Avocado Vinaigrette
- 1 avocado, peeled and diced
- 1 tablespoon apple cider vinegar
- 1 tablespoon lemon or lime juice
- A pinch of salt
- Pepper to taste
Creamy Avocado Dressing
- 1 avocado, peeled and diced
- 1 tablespoon apple cider vinegar
- Juice of 1 lime
- Salt & pepper to taste
- 1 cup extra virgin olive oil
- 1 tablespoon chopped cilantro, very fine
- 2 tablespoons diced red onion
Avocado Vinaigrette
Makes 1 cup, about 16 Tablespoons
Cut avocado open in half and scoop out meat inside. In a blender, place all ingredients and mix well until smooth.
Drizzle the dressing along the sides of a salad bowl, toss in the salad greens, and mix with the dressing right before serving.
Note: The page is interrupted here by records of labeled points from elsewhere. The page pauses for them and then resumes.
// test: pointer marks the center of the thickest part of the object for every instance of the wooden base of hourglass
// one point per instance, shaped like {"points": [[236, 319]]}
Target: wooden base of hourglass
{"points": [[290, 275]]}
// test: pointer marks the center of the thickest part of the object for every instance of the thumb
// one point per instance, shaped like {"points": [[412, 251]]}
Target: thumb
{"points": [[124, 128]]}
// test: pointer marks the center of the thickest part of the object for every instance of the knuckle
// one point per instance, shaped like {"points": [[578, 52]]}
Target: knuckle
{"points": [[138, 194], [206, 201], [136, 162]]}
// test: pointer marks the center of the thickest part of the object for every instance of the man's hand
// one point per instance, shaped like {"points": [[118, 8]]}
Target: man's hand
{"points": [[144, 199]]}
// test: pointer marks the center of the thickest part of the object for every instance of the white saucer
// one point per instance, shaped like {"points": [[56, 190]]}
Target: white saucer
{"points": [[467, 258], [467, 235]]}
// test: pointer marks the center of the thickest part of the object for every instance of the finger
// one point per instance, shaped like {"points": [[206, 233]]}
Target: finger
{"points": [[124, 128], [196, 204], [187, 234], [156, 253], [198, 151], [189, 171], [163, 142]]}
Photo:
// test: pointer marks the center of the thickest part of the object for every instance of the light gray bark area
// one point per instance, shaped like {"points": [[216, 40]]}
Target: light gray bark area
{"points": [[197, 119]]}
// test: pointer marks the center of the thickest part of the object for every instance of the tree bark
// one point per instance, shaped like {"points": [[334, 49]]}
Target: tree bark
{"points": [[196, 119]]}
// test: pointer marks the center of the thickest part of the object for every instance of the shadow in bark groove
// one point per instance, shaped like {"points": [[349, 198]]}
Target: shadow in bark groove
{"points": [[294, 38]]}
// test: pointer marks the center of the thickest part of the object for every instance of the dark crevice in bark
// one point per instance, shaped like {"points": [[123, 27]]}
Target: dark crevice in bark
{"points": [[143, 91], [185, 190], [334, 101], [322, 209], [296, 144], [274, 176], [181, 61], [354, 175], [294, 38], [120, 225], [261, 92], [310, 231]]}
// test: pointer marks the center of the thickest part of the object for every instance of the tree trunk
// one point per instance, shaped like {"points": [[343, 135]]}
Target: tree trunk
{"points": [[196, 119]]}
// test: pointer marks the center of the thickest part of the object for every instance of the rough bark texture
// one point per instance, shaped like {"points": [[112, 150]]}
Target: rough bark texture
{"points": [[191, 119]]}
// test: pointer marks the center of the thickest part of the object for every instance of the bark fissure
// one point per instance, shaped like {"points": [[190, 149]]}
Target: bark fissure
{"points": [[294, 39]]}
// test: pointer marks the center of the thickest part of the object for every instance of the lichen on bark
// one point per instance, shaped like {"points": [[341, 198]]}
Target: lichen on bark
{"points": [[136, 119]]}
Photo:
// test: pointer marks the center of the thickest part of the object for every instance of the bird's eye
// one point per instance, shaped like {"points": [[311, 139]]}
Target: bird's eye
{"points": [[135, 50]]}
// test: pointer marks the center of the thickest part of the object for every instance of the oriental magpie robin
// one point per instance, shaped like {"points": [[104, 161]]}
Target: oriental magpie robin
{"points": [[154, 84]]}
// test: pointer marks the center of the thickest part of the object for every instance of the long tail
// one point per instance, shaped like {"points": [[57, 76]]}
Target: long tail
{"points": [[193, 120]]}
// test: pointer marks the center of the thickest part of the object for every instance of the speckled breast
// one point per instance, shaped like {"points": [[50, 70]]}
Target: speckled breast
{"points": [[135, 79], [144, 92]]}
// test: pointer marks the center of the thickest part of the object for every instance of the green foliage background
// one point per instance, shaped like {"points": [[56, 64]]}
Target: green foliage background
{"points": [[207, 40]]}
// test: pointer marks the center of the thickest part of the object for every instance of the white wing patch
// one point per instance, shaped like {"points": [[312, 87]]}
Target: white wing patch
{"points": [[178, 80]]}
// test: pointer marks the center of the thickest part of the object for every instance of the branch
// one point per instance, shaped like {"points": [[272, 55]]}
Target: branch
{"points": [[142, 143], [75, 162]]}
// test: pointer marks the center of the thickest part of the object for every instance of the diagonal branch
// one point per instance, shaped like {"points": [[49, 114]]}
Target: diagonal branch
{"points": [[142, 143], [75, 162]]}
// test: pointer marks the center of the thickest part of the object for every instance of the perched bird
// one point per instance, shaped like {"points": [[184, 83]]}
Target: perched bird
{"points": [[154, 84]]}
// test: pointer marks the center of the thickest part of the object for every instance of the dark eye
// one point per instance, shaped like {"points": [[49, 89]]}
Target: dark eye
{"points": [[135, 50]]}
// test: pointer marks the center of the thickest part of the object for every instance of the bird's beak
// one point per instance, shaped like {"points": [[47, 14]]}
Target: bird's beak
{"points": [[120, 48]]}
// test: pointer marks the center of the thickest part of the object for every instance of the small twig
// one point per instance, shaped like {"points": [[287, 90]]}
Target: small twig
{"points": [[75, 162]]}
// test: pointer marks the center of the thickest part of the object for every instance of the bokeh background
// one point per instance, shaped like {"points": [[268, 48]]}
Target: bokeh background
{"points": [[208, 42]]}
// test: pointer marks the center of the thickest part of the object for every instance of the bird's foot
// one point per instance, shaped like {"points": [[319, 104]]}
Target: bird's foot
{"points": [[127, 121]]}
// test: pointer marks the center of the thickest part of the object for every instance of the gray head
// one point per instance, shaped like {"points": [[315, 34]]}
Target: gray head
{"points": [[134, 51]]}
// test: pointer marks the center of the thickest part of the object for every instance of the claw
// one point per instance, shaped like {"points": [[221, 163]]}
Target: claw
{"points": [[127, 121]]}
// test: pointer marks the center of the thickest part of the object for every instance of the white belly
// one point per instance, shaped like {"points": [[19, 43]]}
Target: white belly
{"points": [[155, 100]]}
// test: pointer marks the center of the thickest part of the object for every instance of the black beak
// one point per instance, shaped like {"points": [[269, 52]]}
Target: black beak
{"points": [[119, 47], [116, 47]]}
This dressing can be refrigerated for up to 3 days.
Creamy Avocado Dressing
Makes 1 cup, about 16 Tablespoons
Cut avocado open in half and scoop out meat inside. In a blender, place all ingredients and mix well until smooth.
Spoon out the dressing into the bottom of salad bowl, toss in the salad greens, and mix gently with your hands right before serving. This dressing can keep refrigerated for up to 3 days.